In the eighteen months since getting his driver’s license in March 2018, Mr Luamba reported that the police stopped him almost 10 times for no particular reason. He said he was driving a car at about half of the stops and a passenger in someone else’s car at other police stops.
These traffic checks are at the heart of a lawsuit he filed against the governments of Canada and Quebec and began Monday in a courtroom in Montreal.
Mr Luamba, who is a black, said he believed he had been profiled in the race during the traffic stop – none of which resulted in a ticket – and that he was looking for a rule of thumb. common law to declare unconstitutional the fact that Canadian police detain drivers for no reason.
He said he was frustrated and could not understand why he was arrested, despite following the rules and not committing the offense. The 22-year-old added that he was nervous while interacting with police.
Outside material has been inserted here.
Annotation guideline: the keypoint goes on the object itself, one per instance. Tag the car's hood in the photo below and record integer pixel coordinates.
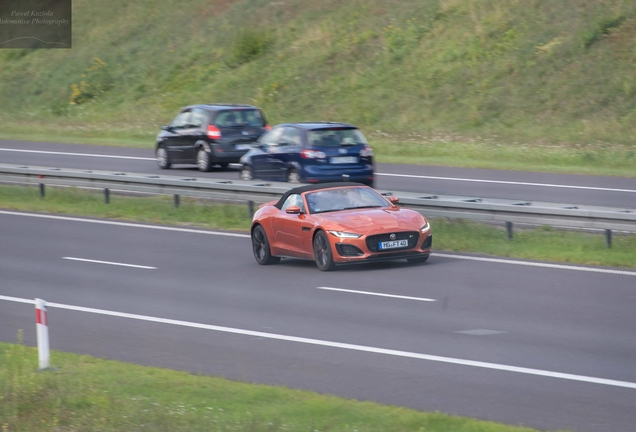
(366, 221)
The lawyers for Mr. Luamba and the Canadian Civil Liberties Association, which has intervening status in the case, told Superior Court Judge Michel Yergeau that the police power to randomly arrest drivers, outside checkpoints driving a drink, is unconstitutional and allows race profiling.
Mike Simeon, representing Mr Luamba, said in his opening arguments that the situation had changed since the Supreme Court of Canada, in a decision in 1990, upheld the power of the police to make random stops. of traffic. Racial profiling is now recognized as a serious problem, he said.
According to him, the arrests violate the right not to be incarcerated and the right to know why one is incarcerated.
The police had no explanation
In some incidents, Mr. Luamba said, police did not tell him why they arrested him until they were ready to release him.
Simeon said black people, especially young black men, are more likely to be targeted for random arrests than other people.
Mr. testified. Luamba said that when he told his friends about the police interactions, his black friends told him they were used to random arrests, while his white friends were stunned at whether how often he was arrested.
Lawyers for the Canadian and Quebec governments argued that the Supreme Court was right to uphold the rule allowing random stops, which they say is an important tool in the fight against drunk driving.
Ian Demers, an attorney representing Canada’s Attorney General, said the federal government knows racial profiling exists and there is a legal way to combat it. The power to make random stops is not intended to enable race profiling, he said.
Mr Luamba testified that he was arrested both while driving and as a passenger in vehicles driven by black friends. Four arrests were included in the first court documents of Mr. Luamba.
Under cross-examination by Quebec government lawyer Michel Déom, Mr. Luamba said that every time he stopped driving, he was in a car owned by someone else or in a rented car. Each time, the police accepted his explanation of why he was driving someone else’s car and abandoned him after a few minutes.
Me Déom asked Mr. Luamba how many times he was stopped while driving a vehicle he owned, and Mr. Luamba said he was stopped three times due to speed. Mr. Luamba will own his own vehicle between August 2020 and August 2021.
The trial, which is expected to last a month, will continue on Tuesday.